The Office of Management and Budget is developing a new federal performance management framework, the government's chief performance officer told lawmakers on Thursday.
The approach will incorporate elements from other initiatives, including the Bush administration's Performance Assessment Rating Tool and the 1993 Government Performance and Results Act, OMB's Jeff Zients told a Senate subcommittee.
"Our governmentwide performance measurement framework will be focused on outcomes, allow comparisons across programs and agencies, and show trends over time," Zients said.
Zients has recruited Shelley Metzenbaum to help lead the effort to design the plan. Metzenbaum founded the Collins Center for Public Management at the McCormack Graduate School of Policy Studies at the University of Massachusetts, Boston. She also has served as executive director of the Executive Session on Public Sector Performance Management at Harvard University's John F. Kennedy School of Government.
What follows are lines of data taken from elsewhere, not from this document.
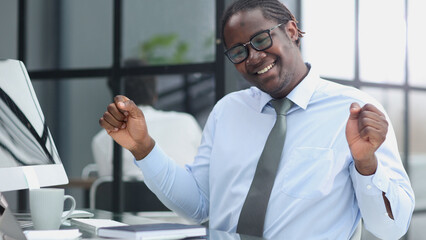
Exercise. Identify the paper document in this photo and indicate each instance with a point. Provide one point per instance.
(66, 234)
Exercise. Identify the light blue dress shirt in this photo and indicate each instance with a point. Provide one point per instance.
(318, 193)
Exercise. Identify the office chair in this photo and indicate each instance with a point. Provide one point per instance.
(137, 196)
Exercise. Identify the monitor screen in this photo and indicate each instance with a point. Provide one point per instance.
(27, 151)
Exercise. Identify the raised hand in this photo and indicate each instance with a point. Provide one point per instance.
(365, 131)
(125, 123)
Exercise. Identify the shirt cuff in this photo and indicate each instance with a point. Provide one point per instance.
(373, 184)
(153, 163)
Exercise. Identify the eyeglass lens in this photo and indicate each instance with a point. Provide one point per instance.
(259, 42)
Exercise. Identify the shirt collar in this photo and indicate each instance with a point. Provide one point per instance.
(300, 95)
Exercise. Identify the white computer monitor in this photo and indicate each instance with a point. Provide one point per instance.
(28, 155)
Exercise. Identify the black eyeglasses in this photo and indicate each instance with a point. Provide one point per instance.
(261, 41)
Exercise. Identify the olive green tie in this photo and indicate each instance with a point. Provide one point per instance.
(252, 216)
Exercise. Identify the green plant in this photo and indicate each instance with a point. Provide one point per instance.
(164, 49)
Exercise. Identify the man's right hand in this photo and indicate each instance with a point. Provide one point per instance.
(125, 123)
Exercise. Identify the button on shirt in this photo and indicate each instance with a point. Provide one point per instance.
(318, 193)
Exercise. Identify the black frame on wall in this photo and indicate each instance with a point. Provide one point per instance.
(117, 72)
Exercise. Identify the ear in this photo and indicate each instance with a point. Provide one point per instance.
(291, 30)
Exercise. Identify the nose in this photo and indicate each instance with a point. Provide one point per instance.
(254, 56)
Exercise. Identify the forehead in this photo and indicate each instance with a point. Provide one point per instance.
(242, 25)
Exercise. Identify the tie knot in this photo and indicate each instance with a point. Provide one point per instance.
(281, 105)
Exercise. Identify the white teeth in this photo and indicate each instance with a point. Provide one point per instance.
(266, 69)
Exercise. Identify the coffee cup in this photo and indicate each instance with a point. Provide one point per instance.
(47, 205)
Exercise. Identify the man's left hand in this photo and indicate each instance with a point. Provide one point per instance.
(366, 130)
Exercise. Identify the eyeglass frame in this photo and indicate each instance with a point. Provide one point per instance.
(250, 42)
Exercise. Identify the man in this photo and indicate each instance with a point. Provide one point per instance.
(339, 162)
(177, 133)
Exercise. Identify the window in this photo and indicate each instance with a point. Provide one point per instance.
(377, 46)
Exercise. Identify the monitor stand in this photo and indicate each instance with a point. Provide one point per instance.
(9, 227)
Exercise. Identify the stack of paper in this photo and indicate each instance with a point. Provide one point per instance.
(93, 224)
(153, 231)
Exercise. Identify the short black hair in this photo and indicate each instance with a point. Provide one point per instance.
(271, 9)
(141, 89)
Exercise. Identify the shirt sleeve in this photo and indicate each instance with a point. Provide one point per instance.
(173, 185)
(183, 190)
(390, 178)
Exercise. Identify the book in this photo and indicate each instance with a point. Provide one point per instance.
(153, 231)
(93, 224)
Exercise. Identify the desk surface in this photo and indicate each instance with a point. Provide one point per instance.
(129, 218)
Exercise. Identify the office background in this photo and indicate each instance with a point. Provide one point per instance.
(69, 48)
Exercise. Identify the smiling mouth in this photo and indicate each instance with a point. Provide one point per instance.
(266, 69)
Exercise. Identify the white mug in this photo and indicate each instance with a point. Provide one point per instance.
(47, 205)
After three months as chief performance officer and deputy director for management, Zients said his "initial sense" is Congress and previous administrations have laid a strong foundation for the improvement of government performance. He named GPRA and PART in particular as important starting points. The programs, however, place too much emphasis on producing performance information for the purpose of compliance, and pay too little attention to analyzing and acting on the information collected, he said.
"The evidence suggests that requirements of the GPRA have proved a persistent driver pushing agencies to articulate what they are trying to accomplish and to measure progress toward these goals," Zients said. "It also suggests that the PART questions helped translate expectations for performance information down to the program level, where so many key government decisions are made."
Despite the advances made by the Clinton and Bush administrations, agencies now need to focus on using performance information as a tool to facilitate long-term strategic decisions and support employees, contractors and other stakeholders, he said. The administration will rely heavily on information technologies to accomplish those goals, he added.
Sen. Tom Carper, D-Del., said while agencies routinely generate "a tremendous amount" of performance data, they are not necessarily using that information to get better results.
"The [Government Accountability Office] has shown time and again that federal managers have significantly more performance information available today than they did a decade ago," said Carper, who is chairman of the Senate Homeland Security and Governmental Affairs Subcommittee on Federal Financial Management, Government Information, Federal Services and International Security. "However, the GAO findings also reveal that federal managers have shown little or no progress in increasing their use of performance information to manage results."
Bernice Steinhardt, GAO director of strategic issues, said the commitment of agency leaders and the communication of that commitment to managers were crucial to ensuring performance information drives decision-making. GAO studies have demonstrated that a lack of commitment from agency leadership often leads to inconsistent use of performance data across the agency.